By Taylor Elicegui '20
On February 27, Jennifer Davidson '18, Jay Swanson '18, Allie Herzog '18, and Tess Sewell '18 squared off in Caplin Pavilion for the 89th Lile Moot Court Finals. U.S. Court of Appeals Judges Paul Niemeyer (4th Cir.), Gregg Costa (5th Cir.), and Thomas Griffith ’85 (D.C. Cir.) judged the arguments. Arguing for the appellant, Davidson and Swanson won the competition. Herzog won Best Oralist.

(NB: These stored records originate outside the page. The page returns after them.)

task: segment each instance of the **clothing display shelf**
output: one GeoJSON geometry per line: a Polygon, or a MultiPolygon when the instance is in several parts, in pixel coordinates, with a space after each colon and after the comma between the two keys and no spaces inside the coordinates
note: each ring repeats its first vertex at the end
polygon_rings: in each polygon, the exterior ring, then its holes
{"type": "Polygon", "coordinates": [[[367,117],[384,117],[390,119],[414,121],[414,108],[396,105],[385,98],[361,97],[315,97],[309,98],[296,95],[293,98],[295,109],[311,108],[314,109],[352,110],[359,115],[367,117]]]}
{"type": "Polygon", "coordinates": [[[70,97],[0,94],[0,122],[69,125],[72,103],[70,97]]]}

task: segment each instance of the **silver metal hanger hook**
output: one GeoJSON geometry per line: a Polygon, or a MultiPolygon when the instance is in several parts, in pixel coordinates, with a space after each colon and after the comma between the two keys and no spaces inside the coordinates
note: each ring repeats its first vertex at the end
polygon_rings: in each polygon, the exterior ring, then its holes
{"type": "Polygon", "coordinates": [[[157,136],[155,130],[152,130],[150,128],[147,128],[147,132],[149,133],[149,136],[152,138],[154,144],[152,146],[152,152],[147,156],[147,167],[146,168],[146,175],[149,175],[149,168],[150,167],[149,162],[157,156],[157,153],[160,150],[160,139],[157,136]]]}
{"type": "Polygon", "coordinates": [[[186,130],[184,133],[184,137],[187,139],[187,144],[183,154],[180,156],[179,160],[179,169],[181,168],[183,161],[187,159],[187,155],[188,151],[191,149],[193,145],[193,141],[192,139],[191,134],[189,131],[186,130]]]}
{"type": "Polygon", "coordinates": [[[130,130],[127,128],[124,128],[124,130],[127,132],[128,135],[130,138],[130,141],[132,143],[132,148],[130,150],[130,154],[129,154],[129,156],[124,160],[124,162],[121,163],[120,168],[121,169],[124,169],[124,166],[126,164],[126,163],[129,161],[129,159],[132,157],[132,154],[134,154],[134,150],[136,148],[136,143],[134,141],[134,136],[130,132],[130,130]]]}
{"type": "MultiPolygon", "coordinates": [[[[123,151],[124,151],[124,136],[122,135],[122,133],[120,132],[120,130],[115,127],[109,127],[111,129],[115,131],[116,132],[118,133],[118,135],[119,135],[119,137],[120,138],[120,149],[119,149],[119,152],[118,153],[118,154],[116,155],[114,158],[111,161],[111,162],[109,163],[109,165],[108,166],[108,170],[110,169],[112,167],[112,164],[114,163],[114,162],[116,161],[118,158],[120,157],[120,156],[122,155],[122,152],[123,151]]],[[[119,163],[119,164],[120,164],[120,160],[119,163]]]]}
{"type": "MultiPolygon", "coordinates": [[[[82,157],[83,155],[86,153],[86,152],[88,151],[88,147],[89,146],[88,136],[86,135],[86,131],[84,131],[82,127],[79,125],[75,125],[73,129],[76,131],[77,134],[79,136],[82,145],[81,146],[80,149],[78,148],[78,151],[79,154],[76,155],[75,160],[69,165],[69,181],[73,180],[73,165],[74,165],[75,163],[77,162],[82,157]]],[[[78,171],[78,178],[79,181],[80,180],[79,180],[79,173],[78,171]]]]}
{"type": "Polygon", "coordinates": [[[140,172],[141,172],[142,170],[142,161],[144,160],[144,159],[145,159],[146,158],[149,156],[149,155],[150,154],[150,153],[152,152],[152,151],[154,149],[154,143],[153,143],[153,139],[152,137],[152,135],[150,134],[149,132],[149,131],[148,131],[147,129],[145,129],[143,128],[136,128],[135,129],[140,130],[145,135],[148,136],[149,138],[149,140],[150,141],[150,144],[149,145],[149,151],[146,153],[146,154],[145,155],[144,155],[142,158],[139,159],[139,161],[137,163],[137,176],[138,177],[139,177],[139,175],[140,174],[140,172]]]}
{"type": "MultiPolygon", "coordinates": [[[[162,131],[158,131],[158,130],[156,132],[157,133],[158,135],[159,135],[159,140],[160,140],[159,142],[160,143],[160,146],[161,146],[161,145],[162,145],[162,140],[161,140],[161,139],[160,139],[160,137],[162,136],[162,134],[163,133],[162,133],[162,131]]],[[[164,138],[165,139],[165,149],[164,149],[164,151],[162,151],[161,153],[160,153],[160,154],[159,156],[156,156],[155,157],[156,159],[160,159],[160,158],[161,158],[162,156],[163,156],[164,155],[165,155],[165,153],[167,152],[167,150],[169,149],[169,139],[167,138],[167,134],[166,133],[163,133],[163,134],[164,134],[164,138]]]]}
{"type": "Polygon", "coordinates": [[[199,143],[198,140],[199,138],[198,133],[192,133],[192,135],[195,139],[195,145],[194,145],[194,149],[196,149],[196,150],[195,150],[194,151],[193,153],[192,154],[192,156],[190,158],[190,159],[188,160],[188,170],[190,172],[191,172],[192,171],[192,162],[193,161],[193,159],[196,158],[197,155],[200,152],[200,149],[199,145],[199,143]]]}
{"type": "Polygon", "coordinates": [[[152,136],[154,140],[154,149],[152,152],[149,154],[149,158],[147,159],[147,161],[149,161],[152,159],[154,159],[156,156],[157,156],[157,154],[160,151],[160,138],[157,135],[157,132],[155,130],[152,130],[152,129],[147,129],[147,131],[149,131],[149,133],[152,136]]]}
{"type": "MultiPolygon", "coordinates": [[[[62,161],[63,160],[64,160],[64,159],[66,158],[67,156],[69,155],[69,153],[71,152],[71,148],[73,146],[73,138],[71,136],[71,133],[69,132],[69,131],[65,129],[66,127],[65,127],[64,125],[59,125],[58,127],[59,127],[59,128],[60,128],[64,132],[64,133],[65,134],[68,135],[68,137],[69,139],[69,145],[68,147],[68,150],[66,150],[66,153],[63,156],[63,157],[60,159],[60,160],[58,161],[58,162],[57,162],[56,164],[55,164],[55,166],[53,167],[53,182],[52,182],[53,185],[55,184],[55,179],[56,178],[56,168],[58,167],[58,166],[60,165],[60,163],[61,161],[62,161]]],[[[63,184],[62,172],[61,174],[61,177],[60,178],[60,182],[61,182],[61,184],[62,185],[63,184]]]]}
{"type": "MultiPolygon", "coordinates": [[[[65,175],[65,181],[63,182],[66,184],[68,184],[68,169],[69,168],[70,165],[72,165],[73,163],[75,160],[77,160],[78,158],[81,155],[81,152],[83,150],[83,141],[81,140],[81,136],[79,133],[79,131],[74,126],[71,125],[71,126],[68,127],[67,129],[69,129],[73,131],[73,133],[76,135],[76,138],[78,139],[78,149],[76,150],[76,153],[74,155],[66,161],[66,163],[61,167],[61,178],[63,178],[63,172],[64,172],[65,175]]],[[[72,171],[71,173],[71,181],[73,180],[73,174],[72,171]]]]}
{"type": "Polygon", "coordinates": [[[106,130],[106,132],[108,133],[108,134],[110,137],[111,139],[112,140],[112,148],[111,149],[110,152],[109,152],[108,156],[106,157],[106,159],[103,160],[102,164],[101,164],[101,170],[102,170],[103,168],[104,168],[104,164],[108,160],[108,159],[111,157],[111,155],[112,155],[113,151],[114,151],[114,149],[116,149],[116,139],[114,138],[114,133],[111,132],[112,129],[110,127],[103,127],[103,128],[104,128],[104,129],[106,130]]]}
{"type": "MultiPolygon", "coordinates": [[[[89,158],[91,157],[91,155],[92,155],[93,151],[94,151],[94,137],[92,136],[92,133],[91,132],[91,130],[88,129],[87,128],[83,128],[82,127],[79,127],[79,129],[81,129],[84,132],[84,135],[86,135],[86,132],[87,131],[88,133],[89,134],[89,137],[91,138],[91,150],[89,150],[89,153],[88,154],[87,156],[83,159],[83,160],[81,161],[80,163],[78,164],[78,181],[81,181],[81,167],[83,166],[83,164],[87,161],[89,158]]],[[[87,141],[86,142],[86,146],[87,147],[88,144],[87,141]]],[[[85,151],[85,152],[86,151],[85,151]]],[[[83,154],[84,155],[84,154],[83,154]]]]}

The problem centered around Susan Schroeder, fired from her job at Natural Foods, Inc. after Schroeder failed to maintain proper safety controls at the plant she oversaw. As a result, several consumers reported that their children became sick after eating almond butter manufactured at the plant. After Natural Foods conducted an investigation, Schroeder’s boss, Eric Michaelson, placed her on probation for the rest of the year. Approximately one month later, Schroeder attended the company Christmas party with her wife, Jane Roberts. Immediately following the Christmas party, Michaelson, who serves as president for a group that advocated against Lile’s same-sex marriage referendum in 2008, fired Schroeder.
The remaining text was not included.